Tyson glanced at the corridor back to the kitchens. The sounds of crashing and
crumbling concrete had ended, which probably meant the beast was seeking easier
entry into the establishment.
No sooner had
the thought come than they heard the sounds of gunfire and screaming from the
front of the prison. An instant later, the building began to shake with
massive blunt impacts. Slade grimaced.
Damn
that was making his head
hurt. He would have crashed a planetary banking system to have a single stick
of gum to ease the throbbing, but he’d chewed his last piece in the shrink’s
office two days before.
“So what do we
do now?” Tyson demanded, as the gunfire and pounding went on. “Go back out the
kitchen?”
Scowling in the
general direction of the uncouth beast that was shattering his wa, Slade started
walking toward the front of the building.
“Hey Ghost!”
Tyson shouted behind him.

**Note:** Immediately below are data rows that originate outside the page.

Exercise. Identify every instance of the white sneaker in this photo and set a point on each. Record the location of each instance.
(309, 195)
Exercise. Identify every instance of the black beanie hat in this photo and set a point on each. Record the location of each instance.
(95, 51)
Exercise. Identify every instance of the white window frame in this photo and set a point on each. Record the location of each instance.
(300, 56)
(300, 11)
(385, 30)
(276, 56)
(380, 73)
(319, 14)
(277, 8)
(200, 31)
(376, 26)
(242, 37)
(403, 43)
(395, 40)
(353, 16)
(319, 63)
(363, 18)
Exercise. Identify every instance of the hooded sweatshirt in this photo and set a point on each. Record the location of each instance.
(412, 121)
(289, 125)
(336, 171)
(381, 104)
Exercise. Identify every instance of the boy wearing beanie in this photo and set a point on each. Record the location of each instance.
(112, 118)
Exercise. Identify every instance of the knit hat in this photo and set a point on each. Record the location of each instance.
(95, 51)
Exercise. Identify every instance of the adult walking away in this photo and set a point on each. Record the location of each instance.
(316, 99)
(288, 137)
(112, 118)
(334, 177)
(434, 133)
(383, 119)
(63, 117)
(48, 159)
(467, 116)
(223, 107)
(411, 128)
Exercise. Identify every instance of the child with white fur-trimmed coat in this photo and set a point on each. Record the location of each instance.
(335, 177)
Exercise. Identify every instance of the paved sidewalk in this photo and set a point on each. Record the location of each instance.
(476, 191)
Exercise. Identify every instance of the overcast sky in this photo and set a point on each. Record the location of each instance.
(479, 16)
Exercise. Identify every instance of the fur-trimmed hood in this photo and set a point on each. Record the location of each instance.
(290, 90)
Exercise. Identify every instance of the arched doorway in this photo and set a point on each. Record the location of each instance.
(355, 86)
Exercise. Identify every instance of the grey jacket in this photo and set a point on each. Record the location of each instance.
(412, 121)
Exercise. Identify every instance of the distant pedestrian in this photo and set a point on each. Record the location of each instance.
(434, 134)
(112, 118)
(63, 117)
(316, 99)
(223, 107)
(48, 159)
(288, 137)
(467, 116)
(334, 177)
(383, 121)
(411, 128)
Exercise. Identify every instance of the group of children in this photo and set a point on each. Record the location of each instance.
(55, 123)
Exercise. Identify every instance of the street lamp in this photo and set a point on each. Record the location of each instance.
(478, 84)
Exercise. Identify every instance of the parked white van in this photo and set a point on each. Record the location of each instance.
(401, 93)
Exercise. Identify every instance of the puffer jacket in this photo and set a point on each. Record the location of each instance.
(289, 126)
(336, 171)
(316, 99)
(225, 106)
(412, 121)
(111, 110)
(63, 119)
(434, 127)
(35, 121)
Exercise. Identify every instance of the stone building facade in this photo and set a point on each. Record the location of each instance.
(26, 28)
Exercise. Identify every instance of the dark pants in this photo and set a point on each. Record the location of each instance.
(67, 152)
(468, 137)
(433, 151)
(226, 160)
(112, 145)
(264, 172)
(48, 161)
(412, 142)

Slade ignored him and continued to the barred
windows overlooking the courtyard. The kreenit was partially wrapped in
razor-wire and torn fencing, snarling and hurling itself at the front gates and
the AK-47-carrying inebriates on the other side. Men were screaming as they
died, and fools who were trying to make a dash to safety were getting snapped
up and swallowed whole by the beast.
“What are you
doing, Boss?” Tyson asked nervously behind him. Like any good lackey, Tyson
had eventually followed him with very little complaint.
“I’m going to go
kill a kreenit,” Slade said. He flicked water off his plastic bag and headed
to the warden’s office.
“With what?”
Tyson demanded.
“With
electricity, a Twinkie, and your gun.”
“You’re not
taking my gun.”
Slade stopped
and held out his hand. “Give me your gun.”
“No.”
Slade gestured
impatiently.
Tyson gave him a
flat look and kept it stubbornly on his shoulder.
Slade glared.
“We’ll discuss this later.” He continued down the hall, through the open exit
doors, past the wide-eyed inebriates huddled behind the Visiting Center tables
and chairs, and stopped at the vending machine. He squinted at the lack of a
credit-card slot. He started feeling around for a subtle keypad, any sort of
numerical entry system. He found nothing. He had
billions
of credits
in a dozen different high-interest accounts, but he was being thwarted by a
twentieth century relic and a lack of pocket change. “How the hell did you get
the one in the break room to work?” Slade finally demanded, frustrated.
Tyson replied by
stepping up beside him and smashing the butt of his rifle through the glass,
then reaching through the shattered face to retrieve a Twinkie for him. His
lackey held it out to him between thumb and forefinger, a single blond eyebrow
raised.
“Oh, brilliant!
Thank you,” Slade said, delicately taking his Twinkie and tip-toeing over the
glass. He continued through the Visiting Center and into the Warden’s Office,
where three mindless furgs were ransacking the rotund little monster’s
quarters, one of whom was taking a dump on his desk.
“Is that
really
necessary?” Slade demanded loudly from the door, startling the desk-defiler
into suddenly pinching one off. As the man croaked and pulled up his jumpsuit,
Slade made a disgusted sound and gestured at the armed thugs. “Tyson, get them
out of here. They’re making my head hurt.”